Lorsque l’employeur facture la fiducie et que la fiducie acquitte la facture à l’aide des actifs de la fiducie, la fiducie paie l’employeur pour accomplir des activités à l’égard du régime et de la fiducie; par conséquent, le montant est généralement une contrepartie pour une fourniture taxable effectuée par l’employeur au profit de la fiducie. L’employeur effectue une fourniture ou une nouvelle fourniture des biens ou des services au profit de la fiducie. La seule exception est la suivante : lorsque l’employeur est l’administrateur du régime et qu’il a acquis les biens ou les services d’un tiers (plutôt que de fournir les biens ou les services lui‑même, par exemple en ayant recours à ses propres employés pour effectuer les services de gestion de placements en faveur de la fiducie au lieu d’acquérir les services d’un tiers au nom de la fiducie) en sa qualité fiduciaire d’administrateur du régime et de la fiducie, et au profit du régime et de la fiducie.
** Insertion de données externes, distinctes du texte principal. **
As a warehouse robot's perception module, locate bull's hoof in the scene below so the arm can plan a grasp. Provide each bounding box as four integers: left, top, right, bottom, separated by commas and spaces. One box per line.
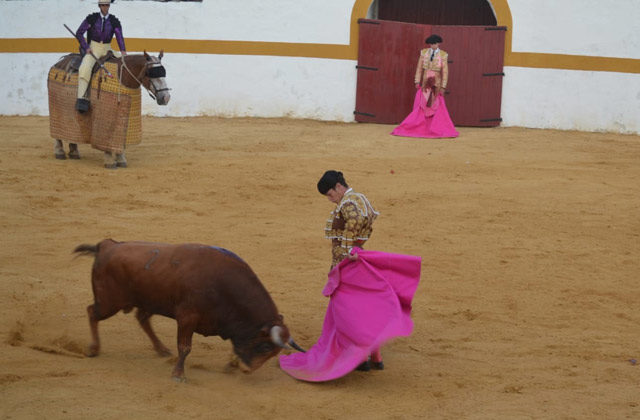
84, 344, 100, 357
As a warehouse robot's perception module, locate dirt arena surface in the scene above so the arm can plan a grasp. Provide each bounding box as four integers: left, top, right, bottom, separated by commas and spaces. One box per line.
0, 117, 640, 419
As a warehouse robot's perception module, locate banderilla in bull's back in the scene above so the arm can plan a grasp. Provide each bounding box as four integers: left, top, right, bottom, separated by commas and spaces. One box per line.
74, 239, 304, 381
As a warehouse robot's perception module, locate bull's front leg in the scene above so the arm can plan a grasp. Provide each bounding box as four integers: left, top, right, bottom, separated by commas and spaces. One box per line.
172, 319, 194, 382
136, 308, 171, 356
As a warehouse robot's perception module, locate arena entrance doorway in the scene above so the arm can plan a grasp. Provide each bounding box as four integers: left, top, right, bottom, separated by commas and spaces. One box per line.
354, 0, 506, 127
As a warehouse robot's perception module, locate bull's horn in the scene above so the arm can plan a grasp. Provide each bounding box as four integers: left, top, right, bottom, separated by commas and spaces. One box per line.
271, 325, 289, 349
289, 338, 307, 353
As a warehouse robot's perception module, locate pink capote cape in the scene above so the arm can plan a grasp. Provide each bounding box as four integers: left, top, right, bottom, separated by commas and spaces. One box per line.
280, 248, 421, 382
391, 88, 458, 138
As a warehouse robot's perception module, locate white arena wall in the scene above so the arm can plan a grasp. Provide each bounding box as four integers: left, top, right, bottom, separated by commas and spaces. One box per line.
0, 0, 640, 134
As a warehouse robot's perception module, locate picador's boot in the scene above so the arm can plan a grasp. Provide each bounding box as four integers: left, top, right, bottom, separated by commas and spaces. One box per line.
76, 98, 90, 114
116, 152, 127, 168
76, 77, 90, 114
104, 152, 118, 169
69, 143, 80, 159
53, 140, 67, 160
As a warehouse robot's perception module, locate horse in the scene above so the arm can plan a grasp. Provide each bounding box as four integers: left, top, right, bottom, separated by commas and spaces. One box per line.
47, 51, 171, 169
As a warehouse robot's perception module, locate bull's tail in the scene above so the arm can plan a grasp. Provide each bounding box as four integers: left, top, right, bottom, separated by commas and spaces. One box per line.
73, 244, 99, 256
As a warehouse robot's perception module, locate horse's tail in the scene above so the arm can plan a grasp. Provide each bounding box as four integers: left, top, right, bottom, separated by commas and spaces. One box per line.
73, 244, 100, 257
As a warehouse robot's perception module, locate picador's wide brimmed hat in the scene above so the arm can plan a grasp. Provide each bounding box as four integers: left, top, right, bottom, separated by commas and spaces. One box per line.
424, 34, 442, 44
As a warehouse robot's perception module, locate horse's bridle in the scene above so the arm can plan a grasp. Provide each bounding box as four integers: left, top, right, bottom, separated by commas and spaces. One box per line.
120, 57, 171, 101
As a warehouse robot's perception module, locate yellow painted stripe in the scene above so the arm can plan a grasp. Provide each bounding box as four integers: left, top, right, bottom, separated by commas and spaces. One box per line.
0, 0, 640, 73
504, 52, 640, 73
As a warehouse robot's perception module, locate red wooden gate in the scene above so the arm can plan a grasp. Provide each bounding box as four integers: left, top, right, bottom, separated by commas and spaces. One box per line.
354, 19, 506, 127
Lorsque l’employeur acquiert un bien ou un service particulier d’un tiers en sa qualité d’administrateur, et que la fiducie paie directement la fourniture, ou qu’elle le fait indirectement en remboursant l’employeur, de sorte que le montant est imputé aux actifs de la fiducie, le bien ou le service est considéré comme ayant été acquis par l’employeur en sa qualité fiduciaire d’administrateur du régime et de la fiducie, et au profit du régime et de la fiducie, et par conséquent, pour consommation, utilisation ou fourniture par la fiducie. L’employeur n’est pas considéré comme ayant acquis le bien ou le service pour consommation, utilisation ou fourniture dans le cadre de ses activités commerciales et il n’a pas droit à un crédit de taxe sur les intrants à l’égard de la taxe payée sur la contrepartie de la fourniture. [Non souligné dans l’original.]

 

[60]    L’expression « activité commerciale » est ainsi définie au paragraphe 123(1) :

 

a) l’exploitation d’une entreprise (à l’exception d’une entreprise exploitée sans attente raisonnable de profit par un particulier, une fiducie personnelle ou une société de personnes dont l’ensemble des associés sont des particuliers), sauf dans la mesure où l’entreprise comporte la réalisation par la personne de fournitures exonérées; [Non souligné dans l’original.]

 

[61]    Le mot « entreprise » est également défini au paragraphe 123(1), mais la Loi ne définit pas l’expression « dans le cadre de ». Toutefois, en examinant cette expression, les tribunaux judiciaires ont attribué un sens large à ces mots en soulignant « [...] qu’il suffit d’un lien très ténu avec l’emploi pour que l’article s’applique » (The Queen v. Blanchard, 95 DTC 5479 (C.A.F.)). De plus, en ce qui concerne les déductions relatives aux frais engagés « à l’occasion de l’émission ou de la vente d’actions », la Cour d’appel fédérale a fait remarquer ce qui suit dans l’arrêt M.N.R. v. Yonge-Eglington Building Ltd., 74 DTC 6180, page 6184 :

 

[...] l’expression [...]est utilisée dans le sens de « relativement à », « résultant de » ou « imputable à » et se rapporte au mode d’exécution ou à ce qui doit être fait pour réaliser l’émission ou la vente ou l’emprunt pour lesquels ou relativement auxquels les dépenses ont été engagées.

 

[62]    Il existe un lien certain entre les services fournis par les gestionnaires de placements et les activités commerciales de GMCL. Toutefois, cela en soi n’est pas suffisant. La question qui se pose a donc deux volets : (1) ce lien particulier satisfait‑il au critère préliminaire inclus dans l’expression « dans le cadre de »? (2) GMCL a‑t‑elle utilisé ou consommé les services des gestionnaires de placements dans le cadre de ses activités commerciales? Je répondrai à ces deux questions par l’affirmative.

 

[63]    Les diverses conventions de régime, les dispositions de la LRRO et les responsabilités que GMCL avait envers ses employés étayent toutes la conclusion que je tire, à savoir que GMCL a utilisé les services dans le cadre de ses activités commerciales.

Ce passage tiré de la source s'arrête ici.